I am excited about the idea of high-speed rail in the United States.  No matter where the technology originates, I think it is a step in the right direction for our national infrastructure to have more energy for transportation being electricity rather than petroleum. What is even more exciting is the ambitious proposal by the Chinese government to create vast high-speed rail network spanning Europe and Asia.  If all works according to plan it will be possible to travel from Beijing to London in two days once the track is laid!
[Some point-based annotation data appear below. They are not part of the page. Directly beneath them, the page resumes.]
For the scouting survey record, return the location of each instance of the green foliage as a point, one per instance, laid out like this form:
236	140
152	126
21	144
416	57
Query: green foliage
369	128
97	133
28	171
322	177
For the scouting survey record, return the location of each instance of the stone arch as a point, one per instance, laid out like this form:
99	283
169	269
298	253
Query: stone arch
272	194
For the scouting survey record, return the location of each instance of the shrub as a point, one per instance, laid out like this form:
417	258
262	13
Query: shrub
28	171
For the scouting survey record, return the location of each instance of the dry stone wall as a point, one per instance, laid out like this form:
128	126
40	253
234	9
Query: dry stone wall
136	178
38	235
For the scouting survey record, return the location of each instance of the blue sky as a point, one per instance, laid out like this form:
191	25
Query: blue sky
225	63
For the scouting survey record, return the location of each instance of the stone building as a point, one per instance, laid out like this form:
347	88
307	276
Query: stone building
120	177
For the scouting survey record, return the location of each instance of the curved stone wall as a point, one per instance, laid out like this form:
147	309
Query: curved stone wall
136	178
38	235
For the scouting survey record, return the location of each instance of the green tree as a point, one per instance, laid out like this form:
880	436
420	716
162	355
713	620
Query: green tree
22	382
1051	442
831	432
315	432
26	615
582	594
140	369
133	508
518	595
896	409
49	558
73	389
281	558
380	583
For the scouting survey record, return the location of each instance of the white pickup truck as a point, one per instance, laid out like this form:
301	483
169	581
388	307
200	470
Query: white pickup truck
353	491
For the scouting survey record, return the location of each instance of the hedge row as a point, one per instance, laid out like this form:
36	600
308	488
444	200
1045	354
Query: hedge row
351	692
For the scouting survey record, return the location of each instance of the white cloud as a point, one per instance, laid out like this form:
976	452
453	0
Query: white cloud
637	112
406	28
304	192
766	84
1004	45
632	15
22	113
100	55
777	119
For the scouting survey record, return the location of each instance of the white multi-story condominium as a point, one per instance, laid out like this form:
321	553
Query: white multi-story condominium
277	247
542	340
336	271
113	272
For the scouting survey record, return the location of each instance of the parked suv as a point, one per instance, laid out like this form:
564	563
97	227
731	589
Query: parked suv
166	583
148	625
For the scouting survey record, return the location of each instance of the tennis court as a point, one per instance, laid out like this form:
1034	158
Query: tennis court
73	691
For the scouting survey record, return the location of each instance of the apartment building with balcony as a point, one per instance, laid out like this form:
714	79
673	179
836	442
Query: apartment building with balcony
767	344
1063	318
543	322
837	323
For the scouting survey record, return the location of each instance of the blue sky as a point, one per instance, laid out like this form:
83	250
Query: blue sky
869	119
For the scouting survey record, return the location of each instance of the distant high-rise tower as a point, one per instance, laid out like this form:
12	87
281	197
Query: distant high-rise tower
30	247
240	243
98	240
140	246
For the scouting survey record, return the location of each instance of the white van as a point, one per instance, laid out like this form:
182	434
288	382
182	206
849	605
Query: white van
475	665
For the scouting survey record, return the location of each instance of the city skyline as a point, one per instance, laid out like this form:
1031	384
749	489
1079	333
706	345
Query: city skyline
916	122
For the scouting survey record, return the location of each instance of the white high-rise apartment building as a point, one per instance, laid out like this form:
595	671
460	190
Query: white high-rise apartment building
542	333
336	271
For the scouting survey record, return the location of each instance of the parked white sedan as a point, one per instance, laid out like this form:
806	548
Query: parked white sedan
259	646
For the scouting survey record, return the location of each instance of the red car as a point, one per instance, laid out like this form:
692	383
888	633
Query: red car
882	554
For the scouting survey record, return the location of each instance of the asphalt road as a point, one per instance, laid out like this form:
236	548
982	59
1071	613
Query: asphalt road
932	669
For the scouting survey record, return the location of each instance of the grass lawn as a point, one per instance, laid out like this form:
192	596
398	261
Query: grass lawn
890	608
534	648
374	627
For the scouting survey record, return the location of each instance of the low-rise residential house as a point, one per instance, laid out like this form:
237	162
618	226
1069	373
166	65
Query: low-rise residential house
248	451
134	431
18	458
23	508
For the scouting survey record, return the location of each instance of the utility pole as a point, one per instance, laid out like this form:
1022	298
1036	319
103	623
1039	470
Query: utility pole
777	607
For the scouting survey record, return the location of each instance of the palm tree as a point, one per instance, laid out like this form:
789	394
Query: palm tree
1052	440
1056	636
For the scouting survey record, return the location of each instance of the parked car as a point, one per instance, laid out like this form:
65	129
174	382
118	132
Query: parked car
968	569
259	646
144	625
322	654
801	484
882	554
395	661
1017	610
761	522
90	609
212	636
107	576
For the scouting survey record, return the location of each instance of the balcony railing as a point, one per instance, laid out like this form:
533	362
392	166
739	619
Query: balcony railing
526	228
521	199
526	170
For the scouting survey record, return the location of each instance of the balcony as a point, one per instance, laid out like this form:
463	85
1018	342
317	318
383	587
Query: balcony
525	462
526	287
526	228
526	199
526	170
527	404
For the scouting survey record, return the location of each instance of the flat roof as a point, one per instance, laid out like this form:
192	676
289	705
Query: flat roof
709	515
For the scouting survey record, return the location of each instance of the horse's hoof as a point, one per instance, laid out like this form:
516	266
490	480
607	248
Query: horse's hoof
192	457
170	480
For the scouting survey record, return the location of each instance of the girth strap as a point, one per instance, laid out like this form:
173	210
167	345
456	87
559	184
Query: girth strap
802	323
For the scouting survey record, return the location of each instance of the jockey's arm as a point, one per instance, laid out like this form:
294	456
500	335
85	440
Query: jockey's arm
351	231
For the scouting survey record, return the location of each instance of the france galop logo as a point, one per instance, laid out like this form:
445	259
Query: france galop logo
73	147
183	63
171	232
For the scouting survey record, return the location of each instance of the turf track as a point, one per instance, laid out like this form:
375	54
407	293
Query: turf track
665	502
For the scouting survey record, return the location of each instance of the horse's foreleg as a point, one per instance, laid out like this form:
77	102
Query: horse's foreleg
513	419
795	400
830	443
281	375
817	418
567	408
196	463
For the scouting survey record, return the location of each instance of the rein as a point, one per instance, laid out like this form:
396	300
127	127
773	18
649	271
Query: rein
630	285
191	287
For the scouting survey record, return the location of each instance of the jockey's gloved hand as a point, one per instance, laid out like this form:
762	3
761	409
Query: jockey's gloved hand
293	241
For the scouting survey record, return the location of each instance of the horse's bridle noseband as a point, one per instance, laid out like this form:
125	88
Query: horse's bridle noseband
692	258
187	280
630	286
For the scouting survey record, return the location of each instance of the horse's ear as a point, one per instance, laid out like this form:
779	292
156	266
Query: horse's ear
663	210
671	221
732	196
Potential high-speed eurasian rail lines

High speed rail will change the way we travel.  I hope that it will change the way we use energy to travel, in particular.  In the United States as of 2008 95% of our transportation energy comes from petroleum.  If high-speed rail catches on as a popular way to make long trips and transport goods this number could shift, being out-weighed by the increased use of renewable energy and nuclear power (in the best case scenario) for transportation.  High-trains use electric motors which would ultimately increase the demand for electricity in California – an increase which will not likely be met with new Coal power plants in the clean air loving Sunshine State.  As far as the powering the tracks planned to stretch from London to Beijing, here’s to hoping that the current rate of China’s investment in renewable energy ($34.6 billion in 2009) continues to satisfy the increase in demand that these lines will create.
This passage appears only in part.